Había una vez, en una pequeña ciudad, un niño muy tierno y bondadoso llamado Ruben, era el segundo de cuatro hermanos, el más observador, tenía una mente aguda e ingeniosa, poseedor de un gran corazón y de unos ojos enormes y expresivos y soñaba con un día ser un piloto aviador.
Por Elena Hernández
En una ocasión, ya iniciado el verano hacía bastante calor, su madre había llenado la alberca y para aprovechar las vacaciones, Ruben invitó a sus amiguitos a pasar el día en su casa. Tenía lista su pelota, sus googles amarillos, su traje de baño nuevo y tenía puesto ya su bloqueador. Uno a uno fueron llegando los niños y todos comenzaron a jugar, se lanzaban agua entre sí, chapoteaban, las risas no dejaban de escucharse, estaban divertidísimos. Los hermanos de Ruben; Rania, Romel y Renato se unieron a la fiesta. Pasaron algunas horas hasta que la mamá de Ruben los llamó a todos a comer, les pidió que salieran de la alberca y se sentaron todos alrededor de la mesa del jardín a degustar aquel coctel de frutas, el jugo de uva y los triangulitos de sándwich que les había preparado. Ruben estaba tan feliz que pensó en hacer un dibujo de todos sus amigos disfrutando ese momento. Coloreó la alberca con el crayón azul, luego el pasto con un verde brillante, la mesa del jardín también la pintó y plasmó en ella las frutas y los sándwiches. Cuando iba a dibujar a sus amigos sacó de su caja ese tono durazno que en la escuela le enseñaron era el “color carnita”, y se dio cuenta que la piel de algunos de sus amigos no era de tal color, de modo que los dejó sin pintar, luego quiso colorear a su hermanito, quien tiene un color de piel muy claro y tampoco lo pudo colorear, después quiso pintar a su hermana cuyo tono de piel es parecido a la avellana y tampoco la pudo colorear. Cuando quiso pintarse a sí mismo se dio cuenta que él tampoco era “color carnita”, y pensó en lo limitado que resultaba aquel crayón y que no podía llenar de vida ese hermoso dibujo de tan divertido día, su cara entonces se llenó de tristeza al ver que su retrato también se quedaba sin pintar.
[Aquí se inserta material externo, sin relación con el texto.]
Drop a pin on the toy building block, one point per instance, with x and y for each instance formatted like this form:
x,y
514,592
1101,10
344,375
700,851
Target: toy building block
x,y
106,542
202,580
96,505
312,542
Esa noche, al terminar aquel fantástico día, acostado en su cama, Ruben no podía dormir, no dejaba de sentir tristeza por no tener color y sospechó que nadie antes se había dado cuenta, ni siquiera sus amigos, ellos no sabían que no tenían color. Esto no lo dejó tranquilo, se dio vueltas y vueltas en su cama pensando cómo terminar su dibujo. De pronto una idea se le vino a la mente, dio un salto de la cama, tomó el dibujo y vació completa la caja de crayones sobre su pequeño escritorio, se armó de valor y sin importar lo que le había enseñado su Miss en la escuela, agarró el color “tan”, el “sepia”, el “brown”, el “raw sienna”, el “tumbleweed”, el “desert sand”, el “apricot”, el “almond”, el “shadow”, el “copper”, el “gold” y así toda la gama de crayones en su cajita que se asemejaban al color de la carne de cada uno de sus amiguitos. ¡Al fin su dibujo estaba terminado! Ruben entonces regresó a la cama con una sonrisa en su rostro porque nunca jamás, al menos en sus dibujos, habría algún niño que no tuviera color.